Студия открыта
Весной 1912 года Константин Сергеевич Станиславский собрал группу сотрудников Московского Художественного театра в помещении над кинотеатрам "Люкс" на Тверской улице и объявил о своем намерении организовать молодежную студию для экспериментальных занятий по "системе".
Причины возникновения Первой студии общеизвестны. Сам Станиславский рассказывает об этом в книге "Моя жизнь в искусстве". Его "система" находилась в ту пору в первоначальной стадии своего развития, но она была уже создана и существовала реально в качестве официально принятого театром метода творческой работы. Однако она нуждалась в экспериментальном подтверждении, в выводах практики, в доказательствах от "живого" театра. Общественный резонанс "системы" тогда был велик, но довольно поверхностен. Газеты помещали многочисленные интервью со Станиславским по этому поводу, в театрах -- в нашем и других -- много шептались, судачили, удивлялись, не верили; актеров, работавших с Константином Сергеевичем, подвергали придирчивой критике с той точки зрения, стали ли они играть лучше, и подчас приходили к неутешительным выводам. Да и я, грешный, по молодости лет не считал, что "система" чем-нибудь может помочь Качалову и Леонидову, Книппер и Москвину, Лилиной и самому Станиславскому. Я не представлял себе, что можно играть лучше, правдивее, с большей полнотой перевоплощения в образ, чем играли они на четырнадцатом году существования Московского Художественного театра.

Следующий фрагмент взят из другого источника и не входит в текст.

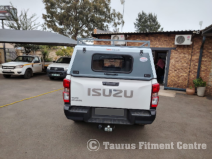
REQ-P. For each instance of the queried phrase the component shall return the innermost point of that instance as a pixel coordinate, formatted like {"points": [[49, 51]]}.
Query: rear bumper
{"points": [[62, 74], [131, 117]]}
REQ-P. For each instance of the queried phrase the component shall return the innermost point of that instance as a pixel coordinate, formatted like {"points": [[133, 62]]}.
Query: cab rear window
{"points": [[112, 63]]}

Конечно, во мне говорило неведение, а также гигантский пиетет перед мастерами Художественного театра. Но и теперь, по зрелом размышлении, я по-прежнему продолжаю считать, что "система" не могла и не должна была образовать на том ее этапе существенного рубежа в исполнительском стиле самого театра. Не я один не замечал разницы между тем, как там играли до введения "системы" и как стали играть с ее помощью. Дело в том, что большие актеры Художественного театра и были в первую очередь творцами "системы", они ее создавали по своему "образу и подобию", ее формировали своей вдохновенной игрой. Их творческий опыт, гениально фиксированный Станиславским, им извлеченный из практики лучшего театра страны, и лег в основу новой методики, предназначенной для того, чтобы поколения грядущих актеров не блуждали ощупью в потемках, но прямо шли к тем большим результатам, которых добились Станиславский с товарищами за долгие годы совместной работы в театре.

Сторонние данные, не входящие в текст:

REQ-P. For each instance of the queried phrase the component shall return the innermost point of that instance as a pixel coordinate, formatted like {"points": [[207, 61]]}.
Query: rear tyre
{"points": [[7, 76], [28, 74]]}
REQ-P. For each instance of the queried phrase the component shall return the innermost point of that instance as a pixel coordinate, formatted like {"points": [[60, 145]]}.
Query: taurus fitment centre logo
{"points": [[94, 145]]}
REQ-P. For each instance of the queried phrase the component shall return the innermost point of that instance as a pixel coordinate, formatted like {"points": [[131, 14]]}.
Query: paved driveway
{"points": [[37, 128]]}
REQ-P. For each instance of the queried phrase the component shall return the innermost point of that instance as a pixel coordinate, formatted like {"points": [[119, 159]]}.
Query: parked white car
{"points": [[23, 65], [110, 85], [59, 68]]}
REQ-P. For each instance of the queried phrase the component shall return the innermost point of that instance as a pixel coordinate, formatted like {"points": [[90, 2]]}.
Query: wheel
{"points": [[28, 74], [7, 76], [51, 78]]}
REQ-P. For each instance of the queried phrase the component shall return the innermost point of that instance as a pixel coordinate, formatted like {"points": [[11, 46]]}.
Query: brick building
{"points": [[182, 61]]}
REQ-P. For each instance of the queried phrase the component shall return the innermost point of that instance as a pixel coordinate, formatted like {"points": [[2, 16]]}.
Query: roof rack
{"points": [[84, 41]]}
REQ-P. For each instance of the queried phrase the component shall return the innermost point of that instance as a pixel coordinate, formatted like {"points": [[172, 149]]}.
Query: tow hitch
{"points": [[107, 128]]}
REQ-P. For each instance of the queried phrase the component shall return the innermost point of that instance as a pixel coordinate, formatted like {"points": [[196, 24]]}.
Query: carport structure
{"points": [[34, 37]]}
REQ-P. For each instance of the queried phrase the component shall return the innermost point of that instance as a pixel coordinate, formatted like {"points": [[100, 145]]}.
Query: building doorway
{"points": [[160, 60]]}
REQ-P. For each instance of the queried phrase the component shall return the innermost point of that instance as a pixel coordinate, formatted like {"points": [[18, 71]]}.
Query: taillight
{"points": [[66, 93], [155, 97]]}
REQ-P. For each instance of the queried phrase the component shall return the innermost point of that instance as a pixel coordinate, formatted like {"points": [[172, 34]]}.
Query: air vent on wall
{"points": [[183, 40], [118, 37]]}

Мне кажется, что здесь сошлись два параллельных художественных явления -- творческая зрелость актеров МХТ и рождение "системы" К. С. Станиславского. Сошлись закономерно, ибо одно без другого немыслимо, в итоге сложного, полного исканий пути, на протяжении которого актеры театра, по словам Вл. И. Немировича-Данченко, "постепенно выбивались из представления к творчеству", а Станиславский открывал "давно известные истины" сценического искусства, постигал тайны "органической природы" в процессе воплощения образа. Ведь это не случайно, что только после премьеры "Карамазовых" определился взгляд на Художественный театр как на театр актера по преимуществу, что только к этому времени замолкли скептики, утверждавшие, что "художественники" все еще выезжают на "обстановочке", на тончайших изгибах пресловутого "настроения", на заботливых режиссерских помочах. Путь был долгим, период "раскачки" перед прыжком затянулся, может быть, именно потому, что у основателей Художественного театра тогда не было еще в руках "системы", этого мощного ускорителя творческого процесса. Но путь был пройден как раз к тому моменту, когда Станиславский сформулировал ведущие заповеди своего учения о переживании. Сегодня я это понимаю. Тогда же мы все как бы находились внутри явления. Мы огорчались, что "система" не дает заметных результатов в Художественном театре, не понимая, что сама она является результатом творческих усилий его мастеров.